The protestors are absolutely convinced about three things:

  • That that the stakes are very high and that the future of the country and its people are at stake; and;
  • The media is not to be trusted and wants to make them look bad; and
  • That they are absolutely correct in these things and there can be no doubting of their assessment.

This is always a dangerous combination. Political rhetoric increasingly lends itself to a sense of constant crisis and emergency as if this is the last chance to halt the downfall of our way of life. It very much puts me in mind of the anti-TPP movement which justified extreme rhetoric on the basis that if the trade deal was signed then democracy would be lost forever.

I was masked throughout and informed people that I was triple vaxxed. When they asked if I was media I gave them the complicated answer of not really but sometimes I do a bit of work in the media. I also told them I was not a supporter of this government and was a National voter. Some people told me I was still welcome and others bristled. But nearly all of them thought I was either a bit of a fool or a dupe for these things.

The protestors will not disperse just because they have been engaged with. If Jacinda Ardern were to call the leaders up to a meeting on the 9th floor and to listen to their demands in good faith then that would not be sufficient for the protestors to call it a day. They want the government to bend to its will and for the PM to resign.

Accordingly, it makes little sense for the government to engage with the protestors. It would be like negotiating with a brick wall.
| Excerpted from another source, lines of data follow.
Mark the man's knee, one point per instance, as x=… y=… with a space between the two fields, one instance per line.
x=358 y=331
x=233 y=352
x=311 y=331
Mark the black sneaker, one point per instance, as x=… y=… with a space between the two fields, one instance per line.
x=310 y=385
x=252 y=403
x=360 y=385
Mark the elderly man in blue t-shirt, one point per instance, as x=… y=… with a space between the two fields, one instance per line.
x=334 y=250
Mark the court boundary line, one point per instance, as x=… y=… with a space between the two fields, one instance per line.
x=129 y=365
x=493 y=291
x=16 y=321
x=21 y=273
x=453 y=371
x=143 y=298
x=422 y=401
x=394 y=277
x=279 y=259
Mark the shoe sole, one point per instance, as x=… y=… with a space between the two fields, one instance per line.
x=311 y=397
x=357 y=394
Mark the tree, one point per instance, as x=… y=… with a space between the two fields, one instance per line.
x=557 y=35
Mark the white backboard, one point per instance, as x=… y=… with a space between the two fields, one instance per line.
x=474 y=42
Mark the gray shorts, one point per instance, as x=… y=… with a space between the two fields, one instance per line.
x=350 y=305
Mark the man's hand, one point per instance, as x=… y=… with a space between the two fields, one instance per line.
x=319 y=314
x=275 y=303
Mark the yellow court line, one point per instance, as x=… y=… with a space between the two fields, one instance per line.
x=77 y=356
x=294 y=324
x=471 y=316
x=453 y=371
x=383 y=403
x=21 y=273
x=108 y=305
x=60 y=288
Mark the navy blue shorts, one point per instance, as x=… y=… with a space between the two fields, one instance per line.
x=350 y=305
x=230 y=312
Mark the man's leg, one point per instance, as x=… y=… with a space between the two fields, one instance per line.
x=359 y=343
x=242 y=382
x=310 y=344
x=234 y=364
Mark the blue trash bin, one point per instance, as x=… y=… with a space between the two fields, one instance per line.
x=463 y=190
The matter is going to have to be resolved in a different manner.

It could really get out of hand

There probably was a window of time where firm police action could have nipped it in the bud. Those conditions no longer prevail. There simply are not enough cops to disperse the crowd in an orderly fashion that does not result in a riot. It’s just not the numbers of protestors, which is quite a bit less than the Foreshore and Seabed hikoi which I attended in 2005, but the very sprawling nature of the encampments also has to be taken into account.

It would be too large of a “front” for the police to move against in any kind of orderly way.

There is another factor to consider. Media reporting has often given the impression that most of the protestors are crusty pakeha farmer types. This is a false impression and members of the press continuing to rely on the trope are spreading misinformation. The two dominant strands of protestors were as follows:

  • Old school green activists opposed to anything unnatural; and
  • Members of Māori communities distrustful of the state pressuring them to take a shot they don’t trust.

This was far and away the most glaring difference between the protests as the Wellington-based media presents it and the immediately noticeable reality. And it’s not all that surprising when we consider the concerns voiced early on about the difficulties that the New Zealand state would have in persuading members of ethnic communities who have historically been abused by the state to trust the state. The people who voiced those concerns were very prescient and I wish we had paid them more heed because the government has failed here and the occupation is (partly) a result of that failure.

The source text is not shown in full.